Repeat offenders who tend to follow patterns commit most crimes. What a police department wants to do is to describe a case, then look through all the open cases to see if there are three or more cases that have the same pattern. The choice of three is not by chance—one occurrence is an event, two occurrences is a coincidence, and three occurrences is a pattern.

Another use for Cogito is the creation of a hypothesis and cognitive map from raw data. The visual display can be manipulated to arrange the graph in 2D and 3D visuals. Suddenly, a relationship appears as a clustering of nodes on the screen. You can then check it out and see if it is worth further investigation.

The traditional way of hypothesis discovery was to make a few guesses, then apply statistical tests to see what correlations you could find. But since you have to set up the testing yourself, you tend to make assumptions about causality. For example, a medical study on the skin disease psoriasis collected hundreds of measurements on the patients. Even with a huge computer and a good statistics package, trying to find correlations for creating a testable hypothesis can be a combinatorial explosion. Instead of trying all possible combinations, you tend to look for expected factors and overlook the unexpected factors.

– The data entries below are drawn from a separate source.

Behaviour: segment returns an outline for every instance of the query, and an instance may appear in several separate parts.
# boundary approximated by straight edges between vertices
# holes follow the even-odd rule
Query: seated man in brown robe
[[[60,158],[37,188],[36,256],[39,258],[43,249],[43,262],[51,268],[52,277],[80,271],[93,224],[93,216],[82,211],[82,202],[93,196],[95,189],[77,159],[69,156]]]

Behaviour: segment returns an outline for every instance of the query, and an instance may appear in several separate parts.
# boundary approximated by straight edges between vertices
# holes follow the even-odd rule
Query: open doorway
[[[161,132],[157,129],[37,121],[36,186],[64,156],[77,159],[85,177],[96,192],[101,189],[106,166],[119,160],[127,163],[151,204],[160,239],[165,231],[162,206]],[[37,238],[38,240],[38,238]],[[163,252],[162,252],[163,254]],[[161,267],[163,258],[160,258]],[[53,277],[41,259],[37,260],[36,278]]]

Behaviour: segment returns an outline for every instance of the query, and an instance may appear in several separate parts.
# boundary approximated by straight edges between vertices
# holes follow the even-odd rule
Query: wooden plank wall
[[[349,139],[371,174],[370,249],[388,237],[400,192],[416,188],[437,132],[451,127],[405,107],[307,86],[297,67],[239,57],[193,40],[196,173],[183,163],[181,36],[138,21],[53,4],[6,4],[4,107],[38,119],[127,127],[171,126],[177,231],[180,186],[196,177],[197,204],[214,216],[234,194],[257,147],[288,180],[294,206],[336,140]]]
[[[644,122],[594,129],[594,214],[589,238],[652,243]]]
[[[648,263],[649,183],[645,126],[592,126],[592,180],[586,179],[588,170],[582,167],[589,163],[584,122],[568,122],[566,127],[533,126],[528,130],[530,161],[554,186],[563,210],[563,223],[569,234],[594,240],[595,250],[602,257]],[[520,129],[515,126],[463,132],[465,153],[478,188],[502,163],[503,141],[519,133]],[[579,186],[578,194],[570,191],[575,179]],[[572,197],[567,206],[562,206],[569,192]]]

Unexpectedly, one of the strongest factors in the psoriasis study was obesity. A traditional statistical tool might not have found this relationship because nobody would think to look for it.

Conclusion

Investigation and knowledge discovery is not the same as production applications or traditional statistical analysis. We are not looking for a measurement (statistics) or a well-described subset (SQL and RDBMS). The problem is that we don't know what we are looking for, much less how to measure it.